Gadács (Gadatsch) is a village in Somogy county, Hungary.

==Etymology==
The village got its name from its first owner, Gudas which was also the medieval name of the settlement. Later it changed to Gadács.

==Geography==
It lies east of Igló, between Somogyacsa and Somogyszil.

==History==
It was first mentioned in 1338 as a possession of the Dömös Chapter as Gudas. In the Middle Ages it was part of Tolna County. In the tax registration of 1542 it was referred to as a settlement in Tolna County. According to the tax registration of the Ottoman Porte it had 9 households in 1563, then 10 households in the tax registrations of 1573–1574, 1578 and 1580 respectively. Between 1701 and 1703 this territory was uninhabited and belonged to the Komáromy family. Lutheran Germans settled in the village in the 18th century who mostly came from other parts of Tolna County. In 1726 Gadács was owned by János Fekete, in 1733 by the Hunyadi family, finally between 1757 and 1766 by János Hunyadi. Until 1848 it was part of Somogyszil and later became independent.

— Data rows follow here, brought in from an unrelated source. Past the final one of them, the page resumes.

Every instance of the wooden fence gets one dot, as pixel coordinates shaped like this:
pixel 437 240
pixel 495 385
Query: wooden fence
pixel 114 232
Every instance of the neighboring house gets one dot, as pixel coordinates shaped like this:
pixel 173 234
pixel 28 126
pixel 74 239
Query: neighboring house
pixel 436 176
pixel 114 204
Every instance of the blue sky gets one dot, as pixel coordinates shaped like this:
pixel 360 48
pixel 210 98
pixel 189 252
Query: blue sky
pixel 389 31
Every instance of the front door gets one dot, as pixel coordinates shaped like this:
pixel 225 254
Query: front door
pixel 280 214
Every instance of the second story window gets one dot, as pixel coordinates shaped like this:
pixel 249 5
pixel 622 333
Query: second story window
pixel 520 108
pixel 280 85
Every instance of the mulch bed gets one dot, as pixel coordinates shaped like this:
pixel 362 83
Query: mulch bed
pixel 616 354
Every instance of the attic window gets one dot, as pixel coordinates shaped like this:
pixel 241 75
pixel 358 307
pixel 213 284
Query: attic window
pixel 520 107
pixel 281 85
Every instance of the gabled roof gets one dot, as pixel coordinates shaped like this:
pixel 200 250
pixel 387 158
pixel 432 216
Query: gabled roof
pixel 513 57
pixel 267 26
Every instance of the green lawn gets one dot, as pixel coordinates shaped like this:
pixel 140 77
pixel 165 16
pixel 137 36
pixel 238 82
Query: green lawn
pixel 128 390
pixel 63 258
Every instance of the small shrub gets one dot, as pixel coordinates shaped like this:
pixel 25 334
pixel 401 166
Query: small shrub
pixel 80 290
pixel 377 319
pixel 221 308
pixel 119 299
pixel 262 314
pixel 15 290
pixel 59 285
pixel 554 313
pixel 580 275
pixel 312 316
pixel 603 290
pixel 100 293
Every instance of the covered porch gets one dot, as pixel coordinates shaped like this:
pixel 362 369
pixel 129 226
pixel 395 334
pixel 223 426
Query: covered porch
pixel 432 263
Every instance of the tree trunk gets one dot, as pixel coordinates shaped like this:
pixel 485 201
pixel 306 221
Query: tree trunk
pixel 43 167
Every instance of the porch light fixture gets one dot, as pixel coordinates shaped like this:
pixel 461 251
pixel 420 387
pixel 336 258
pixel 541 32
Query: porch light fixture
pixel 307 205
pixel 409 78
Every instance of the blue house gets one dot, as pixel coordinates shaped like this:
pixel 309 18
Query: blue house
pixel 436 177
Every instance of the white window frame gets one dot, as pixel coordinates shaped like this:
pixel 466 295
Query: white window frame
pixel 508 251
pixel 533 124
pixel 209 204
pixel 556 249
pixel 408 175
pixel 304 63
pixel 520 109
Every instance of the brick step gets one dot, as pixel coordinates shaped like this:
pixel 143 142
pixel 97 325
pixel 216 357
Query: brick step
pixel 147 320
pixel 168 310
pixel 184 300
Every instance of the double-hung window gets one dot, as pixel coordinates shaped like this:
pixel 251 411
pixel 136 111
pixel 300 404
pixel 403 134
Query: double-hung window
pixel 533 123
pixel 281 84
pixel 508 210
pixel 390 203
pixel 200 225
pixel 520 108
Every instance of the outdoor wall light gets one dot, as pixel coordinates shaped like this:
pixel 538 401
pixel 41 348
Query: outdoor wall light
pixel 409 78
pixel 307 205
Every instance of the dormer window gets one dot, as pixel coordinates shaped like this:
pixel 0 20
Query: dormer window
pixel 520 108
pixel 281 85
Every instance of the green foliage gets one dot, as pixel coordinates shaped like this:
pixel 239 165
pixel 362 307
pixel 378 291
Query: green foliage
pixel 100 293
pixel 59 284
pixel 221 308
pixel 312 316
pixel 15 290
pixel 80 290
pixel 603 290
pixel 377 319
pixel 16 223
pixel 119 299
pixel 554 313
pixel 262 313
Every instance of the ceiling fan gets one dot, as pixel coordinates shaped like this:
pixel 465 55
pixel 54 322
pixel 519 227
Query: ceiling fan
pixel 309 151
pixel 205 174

In the 1930s 447 people lived there in 91 households.

==Coat of arms==
Its coat of arms refers mainly to the re-establishment of the village after the Turkish occupation. Gadács was depopulated under Turkish rule, leading the landlords to invite German farming families. This can be seen as the lion motif, which indicates the original residence of the German population, the state of Hesse in Germany. The armored arm with the three arrows, however, comes from the coat of arms of the Hunyadi family to remember the then landowner of Gadács.